On November 3, 2017, Mr. Dunu had in his examination-in-chief told the court that the defendants had demanded one million Euros as ransom for the release of his younger brother, Donatius Dunu.

Donatius was kidnapped on February 14, 2017 along Obokun Road, Ilupeju, Lagos and his family reportedly paid N100 million ransom to secure his release.

After Mr. Dunu left the witness box, Emmanuel Uchai, a defence counsel for Mr. Aduba, one of Evan’s co-defendants, applied orally for his bail.

“I am seeking an order for the bail for the sixth defendant (Aduba). The bedrock of the criminal justice system is the assumption of innocence subject to the discretionary powers of the court.

“There is nothing linking the sixth defendant to the kidnap of Donatius Dunu, he has no prior criminal record.

“The prosecution argued that some members of the gang are still at large but there is nothing in the charge before the court that suggests it.
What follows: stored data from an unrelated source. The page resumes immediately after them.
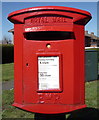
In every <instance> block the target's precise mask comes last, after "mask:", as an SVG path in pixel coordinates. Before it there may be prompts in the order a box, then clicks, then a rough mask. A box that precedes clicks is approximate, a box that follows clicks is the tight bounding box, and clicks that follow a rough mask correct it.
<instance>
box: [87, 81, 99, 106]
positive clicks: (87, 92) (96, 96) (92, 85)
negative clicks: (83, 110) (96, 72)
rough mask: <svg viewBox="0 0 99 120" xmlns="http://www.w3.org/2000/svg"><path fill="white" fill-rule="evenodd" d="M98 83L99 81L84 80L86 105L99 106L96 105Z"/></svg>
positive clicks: (97, 105)
mask: <svg viewBox="0 0 99 120" xmlns="http://www.w3.org/2000/svg"><path fill="white" fill-rule="evenodd" d="M98 84H99V81H92V82H86V91H85V93H86V104H87V107H93V108H99V106H98V97H97V96H98V95H97V94H98V87H99V86H98Z"/></svg>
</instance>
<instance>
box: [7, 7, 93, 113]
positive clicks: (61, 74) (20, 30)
mask: <svg viewBox="0 0 99 120" xmlns="http://www.w3.org/2000/svg"><path fill="white" fill-rule="evenodd" d="M8 19H9V20H10V21H12V22H14V23H15V27H14V30H15V90H14V93H15V96H14V104H13V105H14V106H17V107H20V108H22V109H25V110H28V111H31V112H38V113H49V114H50V113H51V114H52V113H53V114H54V113H63V112H70V111H73V110H76V109H80V108H84V107H86V105H85V101H84V97H85V95H84V25H85V24H86V23H87V22H88V21H89V20H90V19H91V15H90V14H89V13H88V12H85V11H82V10H78V9H73V8H66V7H57V6H56V7H55V6H54V7H52V6H49V7H36V8H28V9H24V10H20V11H17V12H14V13H11V14H10V15H9V17H8Z"/></svg>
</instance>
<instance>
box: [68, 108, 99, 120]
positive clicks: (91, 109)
mask: <svg viewBox="0 0 99 120" xmlns="http://www.w3.org/2000/svg"><path fill="white" fill-rule="evenodd" d="M67 120H99V109H95V108H90V107H87V108H84V109H80V110H76V111H73V112H72V113H71V114H70V116H69V117H68V118H67Z"/></svg>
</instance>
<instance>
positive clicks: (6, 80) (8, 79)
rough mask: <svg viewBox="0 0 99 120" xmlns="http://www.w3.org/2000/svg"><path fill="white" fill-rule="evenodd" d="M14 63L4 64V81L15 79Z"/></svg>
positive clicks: (2, 73) (2, 72) (3, 68)
mask: <svg viewBox="0 0 99 120" xmlns="http://www.w3.org/2000/svg"><path fill="white" fill-rule="evenodd" d="M13 67H14V64H13V63H10V64H2V81H10V80H13V79H14V69H13Z"/></svg>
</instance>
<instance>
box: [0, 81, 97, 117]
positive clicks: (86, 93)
mask: <svg viewBox="0 0 99 120" xmlns="http://www.w3.org/2000/svg"><path fill="white" fill-rule="evenodd" d="M97 82H99V81H92V82H86V104H87V107H93V108H97V107H98V106H97V92H98V91H97V85H98V84H97ZM9 96H10V97H9ZM2 97H3V100H2V105H3V114H2V117H3V118H33V117H34V114H33V113H30V112H27V111H23V110H21V109H18V108H16V107H13V106H12V103H13V90H5V91H3V95H2Z"/></svg>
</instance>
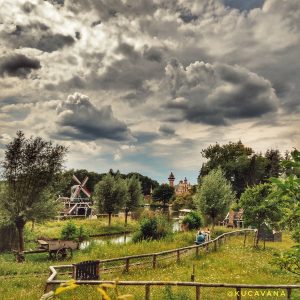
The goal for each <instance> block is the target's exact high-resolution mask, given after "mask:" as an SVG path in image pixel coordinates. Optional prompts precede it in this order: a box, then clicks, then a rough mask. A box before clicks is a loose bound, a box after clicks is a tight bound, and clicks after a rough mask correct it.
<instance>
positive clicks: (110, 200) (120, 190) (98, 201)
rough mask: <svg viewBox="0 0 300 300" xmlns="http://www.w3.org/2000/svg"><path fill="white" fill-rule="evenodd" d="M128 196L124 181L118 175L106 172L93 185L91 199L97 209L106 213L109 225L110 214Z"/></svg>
mask: <svg viewBox="0 0 300 300" xmlns="http://www.w3.org/2000/svg"><path fill="white" fill-rule="evenodd" d="M127 198H128V192H127V186H126V181H125V180H124V179H122V178H120V177H119V176H116V177H114V176H112V175H111V174H110V173H108V174H107V175H106V176H104V178H103V179H102V180H101V181H99V182H98V183H97V184H96V186H95V194H94V197H93V199H95V200H96V202H97V204H98V209H99V211H103V212H105V213H107V214H108V225H109V226H110V225H111V215H112V214H113V213H114V212H118V211H119V210H120V208H121V207H123V205H124V204H125V202H126V201H127Z"/></svg>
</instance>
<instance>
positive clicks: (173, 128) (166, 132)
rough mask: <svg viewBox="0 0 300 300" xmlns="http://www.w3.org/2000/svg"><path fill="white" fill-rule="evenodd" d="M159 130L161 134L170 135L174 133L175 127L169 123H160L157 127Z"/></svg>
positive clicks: (163, 134)
mask: <svg viewBox="0 0 300 300" xmlns="http://www.w3.org/2000/svg"><path fill="white" fill-rule="evenodd" d="M159 132H161V133H162V134H163V135H167V136H172V135H174V134H175V129H174V128H173V127H171V126H169V125H166V124H164V125H161V126H160V127H159Z"/></svg>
“I wish to appeal that the sixth defendant be granted bail on liberal terms which can allow him attend trial and not punish him,” he said.

Objecting to the application, Ms. Shitta-Bey told the court that she had a 15-page counter-affidavit and a written address to that effect.

Citing the Supreme Court case of Asari Dokubo Vs the Federal Republic of Nigeria, the DPP said that Mr. Aduba should be denied bail in the interest of the public.

“This is a serious offence and it is not going to guarantee the peace and tranquillity of the society and there is no material evidence before the court guaranteeing this.

“I pray the court to refuse the defendant’s bail and dismiss this bail application,” she said.

Justice Oshodi adjourned the case until March 2 for ruling on the bail application and the cross-examination of Mr. Dunu.